Esta redação foi substituída em 29/12/2023. Ver a versão consolidada
1 - No procedimento de autorização prévia com prazo, ao abrigo da alínea b) do artigo 15.º, a resposta social apenas pode entrar em funcionamento uma vez decorrido o prazo de 30 dias para eventual oposição do ISS, I. P.
2 - O prazo previsto no número anterior destina-se a permitir a realização de vistoria prévia ao início de atividade pelo ISS, I. P., cuja respetiva data e hora deve ser comunicada ao requerente com uma antecedência mínima de três dias em relação à data prevista para a sua realização.
3 - A vistoria incide sobre matéria de organização e funcionamento da resposta social e os respetivos resultados são registados em relatório, do qual devem constar os seguintes elementos:
a) Conformidade ou desconformidade com os requisitos legais e regulamentares aplicáveis ao funcionamento da resposta social;
b) Posição sobre a procedência ou improcedência das reclamações apresentadas no decurso da vistoria;
c) Eventuais documentos adicionais a apresentar ou medidas de correção necessárias implementar e prazos concedidos para o efeito.

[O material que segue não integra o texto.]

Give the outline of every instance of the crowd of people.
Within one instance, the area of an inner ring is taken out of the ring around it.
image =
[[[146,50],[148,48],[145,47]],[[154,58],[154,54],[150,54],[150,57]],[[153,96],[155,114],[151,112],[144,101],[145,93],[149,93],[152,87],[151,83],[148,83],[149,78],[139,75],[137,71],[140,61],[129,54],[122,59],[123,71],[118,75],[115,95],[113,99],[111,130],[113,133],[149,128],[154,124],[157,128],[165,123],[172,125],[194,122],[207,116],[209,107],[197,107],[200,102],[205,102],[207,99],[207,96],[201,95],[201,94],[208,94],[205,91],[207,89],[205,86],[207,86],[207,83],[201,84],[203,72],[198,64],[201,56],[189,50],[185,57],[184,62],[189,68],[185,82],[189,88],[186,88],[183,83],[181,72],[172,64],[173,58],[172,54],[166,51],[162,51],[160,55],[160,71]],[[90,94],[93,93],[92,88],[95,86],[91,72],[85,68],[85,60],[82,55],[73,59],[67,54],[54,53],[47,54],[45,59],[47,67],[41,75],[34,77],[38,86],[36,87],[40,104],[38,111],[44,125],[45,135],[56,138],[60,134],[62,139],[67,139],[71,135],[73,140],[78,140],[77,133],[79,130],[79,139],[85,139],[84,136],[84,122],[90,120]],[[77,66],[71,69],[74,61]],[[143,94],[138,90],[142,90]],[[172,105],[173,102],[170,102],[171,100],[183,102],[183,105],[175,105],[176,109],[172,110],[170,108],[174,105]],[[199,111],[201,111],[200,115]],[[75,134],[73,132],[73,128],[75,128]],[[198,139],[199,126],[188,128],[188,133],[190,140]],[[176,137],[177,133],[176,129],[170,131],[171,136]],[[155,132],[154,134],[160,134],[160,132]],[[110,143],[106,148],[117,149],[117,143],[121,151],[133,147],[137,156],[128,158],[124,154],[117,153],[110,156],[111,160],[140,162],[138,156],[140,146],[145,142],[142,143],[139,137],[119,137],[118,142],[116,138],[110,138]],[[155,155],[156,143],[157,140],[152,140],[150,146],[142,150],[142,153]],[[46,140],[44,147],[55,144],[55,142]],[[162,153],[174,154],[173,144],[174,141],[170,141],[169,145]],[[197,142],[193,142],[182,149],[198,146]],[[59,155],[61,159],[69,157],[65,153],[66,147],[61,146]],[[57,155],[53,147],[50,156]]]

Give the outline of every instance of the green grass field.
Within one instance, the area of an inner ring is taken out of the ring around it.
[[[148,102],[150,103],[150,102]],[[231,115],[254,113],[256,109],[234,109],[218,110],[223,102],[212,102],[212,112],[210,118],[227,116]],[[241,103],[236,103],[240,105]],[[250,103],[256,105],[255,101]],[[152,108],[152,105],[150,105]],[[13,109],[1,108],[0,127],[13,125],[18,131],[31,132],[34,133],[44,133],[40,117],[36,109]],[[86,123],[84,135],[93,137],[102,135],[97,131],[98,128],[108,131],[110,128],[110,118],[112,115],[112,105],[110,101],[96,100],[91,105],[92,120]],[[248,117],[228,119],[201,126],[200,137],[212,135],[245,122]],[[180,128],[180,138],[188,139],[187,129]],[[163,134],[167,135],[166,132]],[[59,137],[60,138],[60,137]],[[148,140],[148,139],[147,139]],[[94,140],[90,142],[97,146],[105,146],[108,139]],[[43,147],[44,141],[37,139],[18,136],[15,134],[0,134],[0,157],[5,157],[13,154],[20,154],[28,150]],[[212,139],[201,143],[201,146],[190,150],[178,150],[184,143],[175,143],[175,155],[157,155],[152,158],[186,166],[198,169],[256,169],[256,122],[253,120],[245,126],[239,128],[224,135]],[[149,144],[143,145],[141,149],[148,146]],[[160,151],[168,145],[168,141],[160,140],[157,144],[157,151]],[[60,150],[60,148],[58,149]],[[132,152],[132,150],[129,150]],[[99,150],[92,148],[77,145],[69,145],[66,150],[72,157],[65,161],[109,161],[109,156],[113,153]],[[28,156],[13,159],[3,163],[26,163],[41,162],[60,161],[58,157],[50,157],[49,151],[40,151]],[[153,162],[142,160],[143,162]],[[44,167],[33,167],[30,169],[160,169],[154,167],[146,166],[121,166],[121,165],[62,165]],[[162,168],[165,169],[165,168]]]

4 - Quando sejam verificadas desconformidades na resposta social, o ISS, I. P., pode deduzir oposição à respetiva entrada em funcionamento, devendo a mesma ser devidamente fundamentada com base no relatório da vistoria realizada e indicação expressa das normas em incumprimento.
5 - A oposição do ISS, I. P., à comunicação prévia com prazo obsta à entrada em funcionamento da resposta social e é comunicada ao requerente.
6 - Inexistindo oposição do ISS, I. P., no prazo concedido para o efeito, a resposta social pode iniciar atividade, devendo ser emitido o título de autorização previsto no artigo 18.º, sendo a eventual falta do mesmo suprida pela comunicação prévia submetida, acompanhada do comprovativo de pagamento das taxas devidas.